7° Claims policy and transparency of pricing policies – Finally, the RGAMF stipulates that a digital assets services providers must establish a claims management policy (free of charge for customers) and an effective pricing policy that is published on their websites.
8° Rules of good conduct – The draft decree lays down a general obligation to act in an honest, loyal and professional manner.
9° Written agreement – It is provided that the service provider concludes a written agreement with his client which includes minimum information (rights and obligations, nature of the services provided, pricing, validity period, confidentiality).

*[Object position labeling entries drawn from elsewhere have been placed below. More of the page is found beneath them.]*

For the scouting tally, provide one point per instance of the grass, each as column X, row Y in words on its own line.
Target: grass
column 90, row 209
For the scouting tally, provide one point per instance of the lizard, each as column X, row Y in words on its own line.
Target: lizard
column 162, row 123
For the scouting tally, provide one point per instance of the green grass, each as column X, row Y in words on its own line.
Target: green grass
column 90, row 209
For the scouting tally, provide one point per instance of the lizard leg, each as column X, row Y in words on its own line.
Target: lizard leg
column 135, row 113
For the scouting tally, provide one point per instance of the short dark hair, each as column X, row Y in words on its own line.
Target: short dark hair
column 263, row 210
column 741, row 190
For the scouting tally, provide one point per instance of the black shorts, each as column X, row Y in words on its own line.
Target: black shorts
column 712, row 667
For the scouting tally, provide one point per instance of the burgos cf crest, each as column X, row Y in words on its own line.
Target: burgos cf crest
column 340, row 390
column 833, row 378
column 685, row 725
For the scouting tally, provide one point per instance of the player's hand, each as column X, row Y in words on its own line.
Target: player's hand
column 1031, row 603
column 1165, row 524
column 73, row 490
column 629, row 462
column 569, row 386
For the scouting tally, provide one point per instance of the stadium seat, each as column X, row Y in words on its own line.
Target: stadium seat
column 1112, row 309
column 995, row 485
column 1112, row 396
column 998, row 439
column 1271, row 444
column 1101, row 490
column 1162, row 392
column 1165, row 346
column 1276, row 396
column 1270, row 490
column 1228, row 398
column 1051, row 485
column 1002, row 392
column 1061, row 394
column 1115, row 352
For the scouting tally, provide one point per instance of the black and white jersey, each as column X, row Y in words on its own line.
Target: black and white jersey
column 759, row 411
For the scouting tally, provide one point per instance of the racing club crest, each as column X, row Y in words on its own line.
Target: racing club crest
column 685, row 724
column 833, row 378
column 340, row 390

3. REQUIREMENTS FOR SERVICE PROVIDERS SUBJECT TO MANDATORY REGISTRATION
The French Financial Markets Authority (AMF) will verify that the persons who effectively manage the service provider and natural persons who either directly or indirectly hold more than 25% of the service provider's capital or voting rights, or exercise, by any other means, a power of control over the service provider, have the integrity and competence to carry out these activities. The AMF also verifies that shareholders guarantee the sound and prudent management of the digital asset service provider.
The draft decree provides for a series of information and documents to be communicated (the list has not yet been published) to the AMF, including information on the identity of effective directors and shareholders, and documents certifying that they are not or have not been the subject of a criminal conviction or a prohibition to carry on an activity.
In addition, documents attesting to sufficient knowledge and skills (e.g. curriculum vitae) will also be requested to ensure that these managers understand the activities carried out and the risks associated with them. They must have at least six months' experience or qualifying training in digital assets, accounting, banking or other financial activities.
Providers will also be required to demonstrate that they have policies and processes in place to comply with anti-money laundering and anti-terrorist financing obligations.
4. REQUIREMENTS FOR OPTIONAL APPROVAL
The draft decree provides for the applicant to prepare a file containing a whole series of information and documents:
of a general nature: name or corporate denomination, list of services provided, incorporation documents of the company, on the identity of managers and shareholders holding more than 25% of the capital or voting rights, as well as their knowledge, skills and integrity and on the identity of direct or indirect shareholders holding at least 10% of the capital or voting rights;
of a financial nature: information on the financial situation, forecast data, planning assumptions, regulatory financial statements, reports of the auditor, if applicable, establishing the existence of a professional liability or equity contract of a sufficient level;
concerning the organisation of the company, including a programme of activities;
relating to the operating rules of a trading platform for digital assets, if applicable.